5UTR variants in ClinVar annotated by the UTRannotator. (a) A schematic showing the five distinct consequences of 5UTR variants annotated by the tool: those that create an upstream AUG (uAUG_gained), those that disrupt the start site of an existing upstream open reading frame (uORF; uAUG_lost), those that cause a frameshift in the sequence of the uORF (uFrameShift), those that introduce a new stop codon into an existing uORF (uSTOP_gained) and those that disrupt the stop site of an existing uORF (uSTOP_lost). (b) The counts of each variant category that are classified as Pathogenic/Likely Pathogenic (teal) or Uncertain Significance (VUS; grey) in ClinVar

There are 5128 5 UTR variants of uncertain significance (VUS) reported in ClinVar (5128/255 691 = 2% of all VUS), 4966 of which are 1–5 bp small variations.
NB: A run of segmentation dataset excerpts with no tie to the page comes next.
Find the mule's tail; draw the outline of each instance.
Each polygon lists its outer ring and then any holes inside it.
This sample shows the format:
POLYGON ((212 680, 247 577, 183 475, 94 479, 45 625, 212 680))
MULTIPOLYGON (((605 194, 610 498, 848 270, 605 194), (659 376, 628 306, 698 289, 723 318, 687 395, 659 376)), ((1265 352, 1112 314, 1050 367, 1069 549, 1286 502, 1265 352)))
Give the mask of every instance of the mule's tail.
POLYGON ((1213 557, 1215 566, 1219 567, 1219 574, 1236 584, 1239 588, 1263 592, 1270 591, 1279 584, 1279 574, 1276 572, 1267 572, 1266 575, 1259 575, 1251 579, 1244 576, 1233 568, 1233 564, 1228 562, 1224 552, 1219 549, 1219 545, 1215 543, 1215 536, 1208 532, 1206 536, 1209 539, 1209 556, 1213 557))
Our plugin annotated 377 of these (7.6%) as creating or disrupting uORFs, on at least one annotated transcript (Supplementary Table S2).

We used the detailed annotations from the UTRannotator to illustrate how to prioritize 5 UTR VUS that are most promising for further follow-up. We first restricted to variants that form new overlapping ORFs (oORFs) with start sites that are Strong or Moderate matches to the Kozak consensus sequence, or that are uORFs with documented evidence of translation, as we previously showed that variants with these consequences are under strongest negative selection (Whiffin et al., 2020). Finally, we took variants in 3191 genes previously identified as having a ‘High’ likelihood that uORF-perturbation could be an important disease mechanism (Whiffin et al., 2020). Through this approach, we identified 31 potential ‘high-impact’ ClinVar 5 UTR VUS (Supplementary Table S3).

4 Discussion

We have created a freely available tool, as a plugin to the Ensembl VEP, that annotates variants that create or disrupt uORFs. The output from the tool can be used to predict the possible impact of variants identified in patients for a role in disease. It is also directly applicable to annotate 5 UTR variants from other eukaryotes (see Supplementary Information).

We initially referenced our development of this tool in prior work (Whiffin et al., 2020), however, since then have greatly expanded the variant types evaluated (including small indels and MNVs) and the consequences annotated (including uAUG-lost, uSTOP-gained and uORF frameshift variants).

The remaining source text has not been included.